According to Dougherty County Tax Director Denver Hooten, the current Georgia law requires leasees to pay a monthly fee based on a percentage of the base lease amount as a sales tax to the state and local governments. In Dougherty County, that is 7 percent.
Under the new law that starts March 1, not only will that tax continue, but people who lease vehicles will also have to pay the 6.5 percent title fee that people who are buying vehicles must pay — a move that some believe will discourage people from leasing vehicles and could have a negative impact on the car industry.
"Oh it'll kill it," Hooten says. "I know I would think twice about leasing a vehicle for two years when I have to pay 6.5 percent up front plus the monthly sales tax."
According to the U.S. Department of Transportation's Bureau of Transportation Statistics, in 2010, the latest year listed, there were 51.43 million auto sales and leases in the United States, with the majority being used car sales.
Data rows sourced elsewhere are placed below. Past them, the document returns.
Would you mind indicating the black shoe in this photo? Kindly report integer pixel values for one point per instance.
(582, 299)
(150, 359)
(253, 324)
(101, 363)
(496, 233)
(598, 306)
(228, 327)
Of the 14.55 million new vehicle sales and leases that year, 2.97 million, or 20.4 percent, were leases.
Hooten said a new piece of legislation has been introduced in Atlanta that will likely reshape the "birthday tax" bill, shifting the amount of up-front tax consumers will have to pay.
"We've heard that it could go as low as 4 percent," Hooten said. "But, as far as I've seen, the issues facing people who lease cars are still going to be there."